トランプ政権で予想される政策方向性の第2のポイントは、財政赤字の容認だ。実は、クリントン氏も同様の政策方向性を示していたが(インフラ投資拡充の考えも同じ)、自然増を超えた財政赤字拡大の度合いや中身に関しては、大きな違いがあった。

特に歳入面では、クリントン氏の場合、富裕層増税が盛り込まれており、自然増を超えた財政赤字拡大の度合いはかなり小さかったが、トランプ氏の場合は、増税をせず、大型減税のみを提案していたことから、赤字拡大の度合いは格段に大きかった。

上下両院で過半を維持したとみられる共和党は、前述したように「小さな政府」志向とはもはや必ずしも言えない状況だが、民主党に比べて財政規律へのこだわりがいまだ強いのは事実だ。トランプ氏の計画通りに行くのか、共和党議会との綱引きとなろう。

最後に、対外的な関わりについて言えば、そもそもこれまでは民主党が保護主義的で、共和党が開放的な政策志向が強いと考えられてきた。ところが、今回の選挙戦では、むしろその逆で、トランプ氏の方がより強く閉鎖的な姿勢を前面に押し出した。「メキシコとの間に(移民流入を防ぐ)壁を築く」「環太平洋連携協定(TPP)は最もひどい通商合意」「日本は(在日米軍経費について)全額負担すべきだ」といったトランプ氏の発言はその象徴だ。

むろん、そうした言動は選挙戦を勝つための戦術だったのかもしれないが、トランプ氏の場合は、本気で言っている可能性も懸念される。後者ならば、トランプ氏を阻止できるのは、共和党議会だけという構図になる。トランプ氏が持論にこだわれば、共和党が大きく割れてしまうリスクも浮上するだろう。

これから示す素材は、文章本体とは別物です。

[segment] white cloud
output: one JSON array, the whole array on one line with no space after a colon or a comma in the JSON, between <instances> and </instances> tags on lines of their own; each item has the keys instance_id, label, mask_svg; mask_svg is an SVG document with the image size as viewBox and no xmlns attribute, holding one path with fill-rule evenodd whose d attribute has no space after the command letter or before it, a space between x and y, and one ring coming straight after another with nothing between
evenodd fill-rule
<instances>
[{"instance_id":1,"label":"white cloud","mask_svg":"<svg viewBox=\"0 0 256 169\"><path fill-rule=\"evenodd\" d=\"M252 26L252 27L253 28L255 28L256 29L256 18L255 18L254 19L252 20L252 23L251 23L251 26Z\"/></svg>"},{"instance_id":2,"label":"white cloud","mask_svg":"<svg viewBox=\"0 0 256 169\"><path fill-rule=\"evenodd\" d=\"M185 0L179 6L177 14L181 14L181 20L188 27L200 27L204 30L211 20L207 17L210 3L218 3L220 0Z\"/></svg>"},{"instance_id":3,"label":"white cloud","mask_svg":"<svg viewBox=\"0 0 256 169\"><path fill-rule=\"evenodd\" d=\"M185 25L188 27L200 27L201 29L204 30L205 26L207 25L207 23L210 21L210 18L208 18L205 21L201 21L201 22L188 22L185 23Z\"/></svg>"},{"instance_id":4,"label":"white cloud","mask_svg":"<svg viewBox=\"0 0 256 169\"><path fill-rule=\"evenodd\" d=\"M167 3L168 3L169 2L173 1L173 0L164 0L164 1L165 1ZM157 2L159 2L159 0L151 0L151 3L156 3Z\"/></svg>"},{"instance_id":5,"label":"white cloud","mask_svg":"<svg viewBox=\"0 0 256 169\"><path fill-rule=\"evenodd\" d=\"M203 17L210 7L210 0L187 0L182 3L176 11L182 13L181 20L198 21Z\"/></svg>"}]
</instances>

*安井明彦氏は、みずほ総合研究所・欧米調査部長。1991年東京大学法学部卒業後、富士総合研究所(当時)入社。在米日本大使館専門調査員、みずほ総研ニューヨーク事務所長などを経て、2014年より現職。主な著書に「アメリカ 選択肢なき選択」などがある。

*本稿は、安井明彦氏へのインタビューをもとに、同氏の個人的見解に基づいて書かれています。

(聞き手:麻生祐司)

*本稿は、ロイター日本語ニュースサイトの特集「米大統領選」に掲載されたものです。